Anyone who hasn’t noticed the ascendency of China in high-tech has probably been sleeping in a cave since about 2005. Assuming you are at least a casual reader of HPCwire, then you’re already well aware of the rise of Chinese supercomputing over the past few years. But it doesn’t stop there. The country is determined to become a technology superpower.
Certainly China has been on a fast track to supercomputing stardom. Although still number two to the US in sheer numbers of supercomputers, the Asian nation currently has 74 systems on the TOP500 list, including the number 2 (Tianhe-1A) and number 4 (Nebulae) machines. Five years ago, they had just 18 such systems, and none in the top 10.
More recently, China designed and built the Sunway BlueLight MPP supercomputer, a petaflop-capable system, using home-grown CPUs. More indigenously produced HPC machines are on the way as companies like Lenovo and Dawning ramp up their penetration of the domestic market.
The larger story of China’s high-tech rise is being taken up by the mainstream media. For example, the New York Times this week reported that China “will soon have the world’s largest domestic market for both Internet commerce and computing.” That local market is driving innovation up and down the computer food chain.
Some of the innovation resembles that of Silicon Valley, where fast-growing startups and a workaholic culture are fueling a growing influx of venture capital– $7.6 billion today, up from $2.2 billion in 2005. At the same time, Chinese patents are being issued at a breakneck rate, overtaking that of South Korea and Europe and catching up with the US and Japan.
But, as the NYT piece reports, some innovation there takes a different form.
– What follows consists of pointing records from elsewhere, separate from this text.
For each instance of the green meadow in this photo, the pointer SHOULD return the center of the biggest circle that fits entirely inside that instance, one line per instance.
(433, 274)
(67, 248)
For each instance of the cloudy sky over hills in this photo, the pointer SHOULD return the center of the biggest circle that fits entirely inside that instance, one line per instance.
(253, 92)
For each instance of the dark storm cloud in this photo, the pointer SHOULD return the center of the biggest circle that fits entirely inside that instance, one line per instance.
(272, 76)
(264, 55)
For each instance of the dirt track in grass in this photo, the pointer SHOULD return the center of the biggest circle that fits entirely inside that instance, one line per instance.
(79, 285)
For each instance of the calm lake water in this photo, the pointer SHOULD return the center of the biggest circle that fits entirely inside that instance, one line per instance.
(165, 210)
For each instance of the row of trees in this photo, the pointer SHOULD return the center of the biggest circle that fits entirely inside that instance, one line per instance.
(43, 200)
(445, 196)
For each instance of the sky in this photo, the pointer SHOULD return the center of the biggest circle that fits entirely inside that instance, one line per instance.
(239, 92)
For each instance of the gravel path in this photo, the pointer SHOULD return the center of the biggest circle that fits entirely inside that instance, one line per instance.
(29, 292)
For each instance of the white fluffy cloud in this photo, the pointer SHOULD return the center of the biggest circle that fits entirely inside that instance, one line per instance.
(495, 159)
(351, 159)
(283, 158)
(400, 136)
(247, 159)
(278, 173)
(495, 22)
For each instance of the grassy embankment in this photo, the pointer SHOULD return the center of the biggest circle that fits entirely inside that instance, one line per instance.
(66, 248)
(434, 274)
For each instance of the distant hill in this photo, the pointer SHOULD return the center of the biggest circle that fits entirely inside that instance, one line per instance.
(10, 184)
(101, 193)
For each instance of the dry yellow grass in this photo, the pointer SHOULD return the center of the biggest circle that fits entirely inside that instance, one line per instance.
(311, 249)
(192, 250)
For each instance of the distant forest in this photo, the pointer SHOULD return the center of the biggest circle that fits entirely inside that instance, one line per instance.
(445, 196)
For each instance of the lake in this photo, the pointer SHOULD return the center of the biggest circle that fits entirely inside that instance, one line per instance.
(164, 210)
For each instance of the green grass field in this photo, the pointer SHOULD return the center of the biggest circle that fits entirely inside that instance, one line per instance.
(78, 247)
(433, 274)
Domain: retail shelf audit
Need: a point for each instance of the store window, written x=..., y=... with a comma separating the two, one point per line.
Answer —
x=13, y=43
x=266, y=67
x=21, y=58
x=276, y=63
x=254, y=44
According to Clyde Prestowitz, president of the Economic Strategy Institute, in China, much of the new technology is based on continuous improvement, something, Prestowitz says, the US and Westerners are less adept at.
For example, two homemade Chinese CPUs — the ShenWei SW1600 used in the Sunway BlueLight super, and the Godson-3B processor that will power an upcoming Dawning system — are based on RISC designs originally developed in the US. But both chips, the NYT article points out, are among the most efficient in performance-per-watt, which is becoming the critical metric for supercomputing.
As IDC pointed out during a presentation last month at SC11, the Chinese are investing heavily in HPC, including the supercomputer centers themselves. Here the country intends to have a least 17 petascale-capable facilities within the next five years, which would rival that of the US and Europe.
None of this is escaping the notice of the HPC community. The Times article quotes Donna Crawford, the associate director of computation at the Lawrence Livermore National Laboratory, who notes, “The overall point of all of this is that the Chinese understand the importance of high-performance computing.”
That’s not to say China is a high-tech utopia. They’re still behind their competition on semiconductor technology (three generations, according to the NYT article). And the lack of intellectual property protection may discourage entrepreneurs looking to maximize profit from specific inventions.
But China has started churning out hardware and software engineers in tremendous numbers, some of which are being trained at the best engineering schools in the world, like UC Berkeley and MIT. It is these engineers that will form the next wave of Chinese tech innovators in their country. Let loose in the largest domestic technology market in the world, this next generation of techies may well create the next Silicon Valley.